Wednesday, November 4, 2009

Small Mechanical Forces Have Big Impact On Embryonic Stem Cells


Applying a small mechanical force to embryonic stem cells could be a new way of coaxing them into a specific direction of differentiation, researchers at the University of Illinois report. Applications for force-directed cell differentiation include therapeutic cloning and regenerative medicine.

"Our results suggest that small forces may indeed play critical roles in inducing strong biological responses in embryonic stem cells, and in shaping embryos during their early development," said Ning Wang, a professor of mechanical science and engineering at the U. of I., and corresponding author of a paper accepted for publication in Nature Materials and posted on the journal's Web site.

Cell softness is an intrinsic property of embryonic stem cells and dictates how a cell responds to forces in its physical microenvironment. Those responses include how strongly the cell attaches to a surface, how far the cell spreads on a surface, and, most surprisingly, whether specific genes are expressed.

To study cellular sensitivity to force, Wang and his collaborators first attached a magnetic bead, 4 microns in diameter, to the surface of a living embryonic stem cell. Then they applied a tiny oscillating magnetic field, which moved the bead up and down. By precisely measuring the magnetic field and the distance the bead traveled, the effect of the mechanical force and how soft the cells are could be determined.
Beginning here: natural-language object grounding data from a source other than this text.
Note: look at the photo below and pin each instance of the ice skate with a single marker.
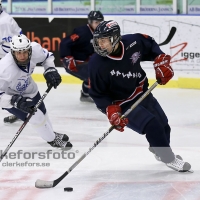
(85, 98)
(61, 141)
(179, 165)
(10, 119)
(158, 158)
The cyclic nature of the mechanical force is very important, Wang said, as it simulates natural forces within a living cell, such as the cyclic movement of the motor protein myosin.

The researchers found that mouse embryonic stem cells were softer and much more sensitive to localized cyclic forces than their more advanced, differentiated counterparts.

"As stem cells differentiate, they become stiffer," said Wang, who is affiliated with the university's Beckman Institute, Micro and Nanotechnology Laboratory, and department of bioengineering. "The stiffer the stem cell, the less it spreads under stress."

The researchers obtained the same results when they applied cyclic forces to stiff human muscle cells. They did not experiment with human embryonic stem cells.

To study some of the long-term effects of localized mechanical forces on the behavior of mouse embryonic stem cells, the researchers utilized the expression of an enhanced green fluorescent gene. Cells expressing this gene glow fluorescent green when exposed to blue light.

As the mechanical force was applied in the researchers' experiments, the green fluorescence in cells with magnetic beads faded, indicating reduced gene expression. Control cells (without beads) a few microns away continued to glow.

"The softness of mouse embryonic stem cells makes them very sensitive to localized cyclic forces," Wang said. "If our findings can be extended to early animal embryos, they could provide a new way of locally differentiating a single cell of early lineage, while leaving nearby cells alone."


With Wang, co-authors of the paper are graduate student and lead author Farhan Chowdhury, postdoctoral research associates Sungsoo Na (now an assistant professor at Indiana University) and Dong Li, graduate student Yeh-Chuin Poh, animal sciences professor Tetsuya S. Tanaka, and cell and developmental biology professor Fei Wang.

The work was funded by the National Institutes of Health, the U.S. Department of Agriculture, and the University of Illinois.